First published at UiB.no on October 27, 2023

Figure 1: N-terminal acetylation by NatC shields proteins from degradation. (Left) The NatC complex acetylates proteins harboring a hydrophobic residue in the second position (MΦ). Following Nt-acetylation, Ac-UBE2M and Ac-UBE2F promote cullin neddylation (N8), resulting in ubiquitylation (Ub) and proteasomal degradation of targeted cullin substrates, Ac-ARFRP1 is targeted to the Golgi where it plays a role in the secretory pathway, while the hypothetical proteins Ac-X and Ac-Y are thought to affect the secretory pathway and mitochondria, respectively. (Right) Loss of NatC exposes unacetylated MΦ-starting N-termini which serves as N-degrons that can be recognized by a set of N-recognins leading to proteasomal and, in some cases, lysosomal degradation. Non-Nt-acetylated NatC substrates are primarily targeted by the ubiquitin ligases UBR4-KCMF1 and to some extent UBR1 and UBR2. Targeted degradation of non-Nt-acetylated NatC substrates leads to decreased cullin neddylation, increased mitochondrial elongation and fragmentation, and is thought to affect intracellular trafficking. (Figure from Varland, Sylvia et al, 2023, Nature Communications). Photo: Varland, m.fl.

Researchers from the University of Bergen (UiB) have uncovered that proteins use a common chemical label as a shield to protect them from degradation, which in turn affects motility and aging.

Proteins are key to all processes in our cells and understanding their functions and regulation is of major importance.

“For many years, we have known that nearly all human proteins are modified by a specific chemical group, but its functional impact has remained undefined”, says professor Thomas Arnesen at the Department of Biomedicine, University of Bergen.

He explains:

“One of the most common protein modifications in human cells is N-terminal acetylation, which is an addition of a small chemical group (acetyl) at the starting tip (N-terminus) of a protein. The modification is launched by a group of enzymes called N-terminal acetyltransferases (NATs)”. Despite being “everywhere” in human cells, the functional role of this modification remains mysterious, Arnesen explains.

He is an investigator of a new study that reveals that a core function of this protein modification is to protect proteins from degradation, and this is essential for normal longevity and motility.

CRISPR-Cas9 technology sheds new light on N-terminal acetylation

To address this question, molecular biologist and researcher Sylvia Varland spent two years at the Donnelly Centre for Cellular & Biomolecular Research, University of Toronto, Canada, supported by a FRIPRO mobility grant from the Research Council of Norway.

Here, she used the established CRISPR-Cas9 technology and powerful screening platforms available in one of the best scientific environments to define the functional roles of the human NAT enzymes. Sylvia focused on one of the major human NAT enzymes, NatC, and the genome-wide screening of human NatC KO cells revealed many human genes likely to be involved in the function of N-terminal acetylation.

“Without the inspiring scientific environment at the Donnelly Center combined with financial support from Marie Skłodowska-Curie Actions this study would not have seen the light of day”, says Varland.
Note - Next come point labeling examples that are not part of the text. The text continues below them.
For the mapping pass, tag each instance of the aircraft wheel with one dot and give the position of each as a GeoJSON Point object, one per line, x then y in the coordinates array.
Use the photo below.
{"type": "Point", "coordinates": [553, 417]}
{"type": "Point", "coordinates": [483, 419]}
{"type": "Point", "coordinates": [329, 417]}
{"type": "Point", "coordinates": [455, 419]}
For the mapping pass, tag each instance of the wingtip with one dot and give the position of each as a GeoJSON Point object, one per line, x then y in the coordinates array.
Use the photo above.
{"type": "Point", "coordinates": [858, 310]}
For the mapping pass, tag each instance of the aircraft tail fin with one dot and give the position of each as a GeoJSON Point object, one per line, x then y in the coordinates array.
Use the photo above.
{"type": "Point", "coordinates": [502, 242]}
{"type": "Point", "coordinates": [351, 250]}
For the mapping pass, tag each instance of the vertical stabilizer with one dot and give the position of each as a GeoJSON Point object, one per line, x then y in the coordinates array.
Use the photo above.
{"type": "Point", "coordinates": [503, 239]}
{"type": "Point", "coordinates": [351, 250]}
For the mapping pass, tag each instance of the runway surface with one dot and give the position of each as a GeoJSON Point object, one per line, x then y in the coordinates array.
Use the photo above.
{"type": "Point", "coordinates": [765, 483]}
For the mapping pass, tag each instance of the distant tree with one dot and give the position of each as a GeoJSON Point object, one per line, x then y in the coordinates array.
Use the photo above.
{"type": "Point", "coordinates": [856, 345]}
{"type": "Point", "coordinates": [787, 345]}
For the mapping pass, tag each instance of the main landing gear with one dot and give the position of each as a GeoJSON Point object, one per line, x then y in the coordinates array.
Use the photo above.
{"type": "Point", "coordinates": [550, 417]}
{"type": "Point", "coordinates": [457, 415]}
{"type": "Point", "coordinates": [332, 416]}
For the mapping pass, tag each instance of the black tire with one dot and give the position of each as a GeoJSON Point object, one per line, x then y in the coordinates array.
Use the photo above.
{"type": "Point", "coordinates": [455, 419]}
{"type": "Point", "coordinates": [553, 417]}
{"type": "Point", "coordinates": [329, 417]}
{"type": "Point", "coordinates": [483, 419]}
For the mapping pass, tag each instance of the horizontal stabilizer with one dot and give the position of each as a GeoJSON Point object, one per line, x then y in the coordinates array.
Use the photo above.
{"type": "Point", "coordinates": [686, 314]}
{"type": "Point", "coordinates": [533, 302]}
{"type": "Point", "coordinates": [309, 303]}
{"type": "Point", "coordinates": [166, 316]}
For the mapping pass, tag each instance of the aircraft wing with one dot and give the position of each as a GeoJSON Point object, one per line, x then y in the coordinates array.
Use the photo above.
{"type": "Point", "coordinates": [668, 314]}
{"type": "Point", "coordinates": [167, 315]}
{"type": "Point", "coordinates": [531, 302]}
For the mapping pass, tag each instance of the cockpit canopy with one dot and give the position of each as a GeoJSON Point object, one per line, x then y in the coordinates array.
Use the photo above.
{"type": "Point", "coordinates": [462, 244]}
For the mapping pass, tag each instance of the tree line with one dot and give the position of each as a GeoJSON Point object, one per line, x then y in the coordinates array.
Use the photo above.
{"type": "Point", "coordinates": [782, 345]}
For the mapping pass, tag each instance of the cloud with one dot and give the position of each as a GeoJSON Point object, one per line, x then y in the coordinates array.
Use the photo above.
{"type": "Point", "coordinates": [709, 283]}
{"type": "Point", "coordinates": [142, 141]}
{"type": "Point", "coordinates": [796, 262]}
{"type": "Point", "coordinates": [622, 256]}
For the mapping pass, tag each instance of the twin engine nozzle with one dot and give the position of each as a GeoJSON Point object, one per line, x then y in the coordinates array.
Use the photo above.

Back in the Arnesen lab at UiB, Sylvia explored the molecular implications of her genetic findings with the help from PhD student Ine Kjosås and other lab members. Biochemical, cell biology and proteomics experiments demonstrated that N-terminal acetylation acts as shield to protect many proteins from protein degradation. Proteins lacking N-terminal acetylation were recognized by the cellular degradation machinery (Figure 1).

“N-terminal acetylation has the power to dictate a protein’s lifetime and affects our cells in numerous ways,” says Varland. “This is true for humans, and it is also true in fruit flies, which is a very useful model to study this protein modification”, she continues.

N-terminal acetylation can affect aging.

In parallel, a research group by investigator Rui Martinho at the University of Aveiro in Portugal was working on the organismal impact of NatC-mediated N-terminal acetylation using a fruit fly model (Drosophila).

Postdoctoral researcher Rui Silva and fellow students carried out studies with flies lacking N-terminal acetylation. The two teams decided to merge their efforts and have for the last two years coordinated their experiments. Flies lacking NatC were viable, but these flies displayed decreased longevity and decreased motility with age (Figure 2). These effects could be partially reversed by expressing a protein conserved between fly and human found to be a key target of NatC protection.  

Decoding the NatC puzzle

In conclusion, using an unbiased and global genetic screen combined with cellular phenotyping, the team uncovered a general function for N-terminal acetylation in protecting proteins from degradation in human cells.

The molecular investigations defined the cellular components (ubiquitin ligases) responsible for degrading a major class of human proteins when lacking N-terminal acetylation. The role of NatC-mediated protection of specific proteins is evident both in human cells and in fruit fly. The impact of these pathways on longevity and motility in aged individuals underscores the vital role of protein N-terminal acetylation.

“This work untangles some of the secrets and shows how N-terminal acetylation shape individual protein fate”, Thomas Arnesen concludes.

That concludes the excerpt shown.